I am working on a dataset named PlantVillage dataset for plant disease classification task, the output is multiclass and the example naming of class is 'tomato___healthy'. I want to split the class and make one data having two class (in above example, it will have tomato as one class and healthy as another class) to do multitasking.

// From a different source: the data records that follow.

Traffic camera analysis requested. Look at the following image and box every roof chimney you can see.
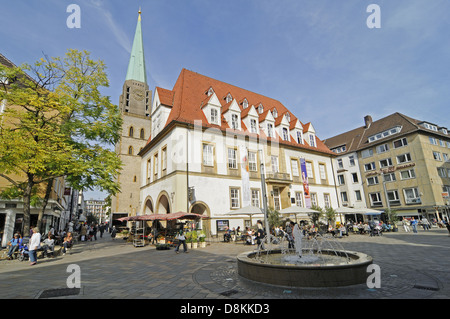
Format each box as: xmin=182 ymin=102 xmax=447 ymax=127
xmin=364 ymin=115 xmax=372 ymax=128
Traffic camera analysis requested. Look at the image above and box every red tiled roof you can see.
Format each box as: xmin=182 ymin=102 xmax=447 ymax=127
xmin=151 ymin=69 xmax=334 ymax=154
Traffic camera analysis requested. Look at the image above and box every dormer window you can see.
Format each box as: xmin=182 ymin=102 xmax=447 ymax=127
xmin=231 ymin=114 xmax=239 ymax=130
xmin=242 ymin=99 xmax=248 ymax=109
xmin=283 ymin=127 xmax=289 ymax=141
xmin=272 ymin=109 xmax=278 ymax=119
xmin=250 ymin=119 xmax=258 ymax=133
xmin=211 ymin=108 xmax=219 ymax=124
xmin=258 ymin=104 xmax=264 ymax=114
xmin=309 ymin=134 xmax=316 ymax=147
xmin=297 ymin=131 xmax=303 ymax=144
xmin=267 ymin=123 xmax=273 ymax=137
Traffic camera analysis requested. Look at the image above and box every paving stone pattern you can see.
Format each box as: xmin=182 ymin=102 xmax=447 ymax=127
xmin=0 ymin=229 xmax=450 ymax=299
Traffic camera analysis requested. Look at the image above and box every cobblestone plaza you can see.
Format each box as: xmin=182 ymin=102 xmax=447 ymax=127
xmin=0 ymin=229 xmax=450 ymax=300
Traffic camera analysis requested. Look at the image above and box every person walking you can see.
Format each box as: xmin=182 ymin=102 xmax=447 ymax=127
xmin=80 ymin=225 xmax=87 ymax=241
xmin=28 ymin=227 xmax=41 ymax=266
xmin=411 ymin=217 xmax=417 ymax=234
xmin=6 ymin=233 xmax=22 ymax=259
xmin=422 ymin=217 xmax=430 ymax=230
xmin=175 ymin=229 xmax=188 ymax=254
xmin=111 ymin=226 xmax=117 ymax=240
xmin=402 ymin=217 xmax=411 ymax=233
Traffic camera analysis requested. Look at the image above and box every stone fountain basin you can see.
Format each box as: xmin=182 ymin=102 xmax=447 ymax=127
xmin=237 ymin=250 xmax=373 ymax=287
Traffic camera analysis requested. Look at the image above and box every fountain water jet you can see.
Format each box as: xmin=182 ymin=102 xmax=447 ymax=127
xmin=237 ymin=226 xmax=373 ymax=287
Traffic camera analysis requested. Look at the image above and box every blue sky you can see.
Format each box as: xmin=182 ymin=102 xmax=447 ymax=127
xmin=0 ymin=0 xmax=450 ymax=200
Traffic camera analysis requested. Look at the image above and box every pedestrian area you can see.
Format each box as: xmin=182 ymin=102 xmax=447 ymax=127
xmin=0 ymin=229 xmax=450 ymax=299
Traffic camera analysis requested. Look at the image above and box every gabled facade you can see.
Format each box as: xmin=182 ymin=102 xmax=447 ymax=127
xmin=139 ymin=69 xmax=337 ymax=234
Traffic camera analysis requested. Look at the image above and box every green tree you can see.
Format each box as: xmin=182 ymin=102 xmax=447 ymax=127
xmin=0 ymin=50 xmax=122 ymax=234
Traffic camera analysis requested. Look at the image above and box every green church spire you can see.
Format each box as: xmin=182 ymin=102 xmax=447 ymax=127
xmin=125 ymin=8 xmax=147 ymax=84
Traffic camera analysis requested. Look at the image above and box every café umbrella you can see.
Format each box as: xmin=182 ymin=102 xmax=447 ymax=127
xmin=222 ymin=206 xmax=264 ymax=225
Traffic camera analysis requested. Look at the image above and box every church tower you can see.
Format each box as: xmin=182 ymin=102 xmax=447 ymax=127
xmin=111 ymin=9 xmax=152 ymax=220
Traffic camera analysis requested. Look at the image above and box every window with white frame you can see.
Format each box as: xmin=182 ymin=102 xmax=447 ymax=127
xmin=283 ymin=127 xmax=289 ymax=141
xmin=428 ymin=136 xmax=437 ymax=145
xmin=295 ymin=192 xmax=303 ymax=207
xmin=248 ymin=152 xmax=258 ymax=172
xmin=369 ymin=193 xmax=383 ymax=207
xmin=323 ymin=194 xmax=331 ymax=208
xmin=387 ymin=190 xmax=400 ymax=206
xmin=364 ymin=162 xmax=376 ymax=172
xmin=203 ymin=144 xmax=214 ymax=166
xmin=291 ymin=159 xmax=300 ymax=176
xmin=270 ymin=155 xmax=278 ymax=173
xmin=433 ymin=151 xmax=442 ymax=161
xmin=211 ymin=108 xmax=219 ymax=124
xmin=319 ymin=164 xmax=327 ymax=180
xmin=230 ymin=188 xmax=240 ymax=208
xmin=306 ymin=162 xmax=314 ymax=179
xmin=397 ymin=153 xmax=411 ymax=164
xmin=252 ymin=189 xmax=259 ymax=207
xmin=376 ymin=143 xmax=389 ymax=154
xmin=361 ymin=148 xmax=373 ymax=158
xmin=267 ymin=123 xmax=273 ymax=137
xmin=403 ymin=187 xmax=421 ymax=204
xmin=311 ymin=193 xmax=317 ymax=206
xmin=383 ymin=172 xmax=397 ymax=183
xmin=380 ymin=158 xmax=392 ymax=168
xmin=400 ymin=168 xmax=416 ymax=180
xmin=309 ymin=134 xmax=316 ymax=147
xmin=392 ymin=137 xmax=408 ymax=148
xmin=250 ymin=119 xmax=258 ymax=133
xmin=437 ymin=167 xmax=447 ymax=177
xmin=297 ymin=131 xmax=303 ymax=144
xmin=228 ymin=148 xmax=237 ymax=169
xmin=348 ymin=155 xmax=356 ymax=166
xmin=367 ymin=176 xmax=378 ymax=186
xmin=231 ymin=114 xmax=239 ymax=130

Below is what I am trying.
First, I defined the batchsize and using dataset_from_directory to fetch the data and autolabel.
BATCH_SIZE = 32
IMG_SIZE = (255, 255)
data_dir = "/content/plantvillage dataset/color"
train_dataset = image_dataset_from_directory(data_dir,
shuffle=True,
label_mode = 'categorical',
validation_split = 0.2,
batch_size=BATCH_SIZE,
seed = 42,
subset = "training",
image_size=IMG_SIZE)
validation_dataset = image_dataset_from_directory(data_dir,
shuffle=True,
label_mode = 'categorical',
validation_split = 0.2,
batch_size=BATCH_SIZE,
seed = 42,
subset = "validation",
image_size=IMG_SIZE)
Second, I tried to use the code below to fetch the data and also the labels:
y = np.concatenate([y for x, y in validation_dataset], axis=0)
x = np.concatenate([x for x, y in validation_dataset], axis=0)
Last, I want to use this to generate two class for one data:
def generate_data(x, y, batch_size=32):
num_examples = len(y)
while True:
x_batch = np.zeros((batch_size, 255, 255, 3))
y_batch = np.zeros((batch_size,))
c_batch = np.zeros((batch_size,))
for i in range(0, batch_size):
index = np.random.randint(0, num_examples)
image, specie, disease = x[index], y[index].split('___')[0], y[index].split('___')[1]
x_batch[i] = image
y_batch[i] = specie
c_batch[i] = disease
yield x_batch, [y_batch, c_batch]
My files structure is as follows:
color/
-Tomato___healthy/
- iweoqwd.jpg
- weqwjeh.jpg
-Tomato___Tomato_Yellow_Leaf_Curl_Virus/
- iweoqwd.jpg
- weqwjeh.jpg
I am stuck on the second step which is because of the memory crush issue. The method cant seem to handle well with the memory and may I ask how can I overcome it and is there any other easier way to split the class into two for every data.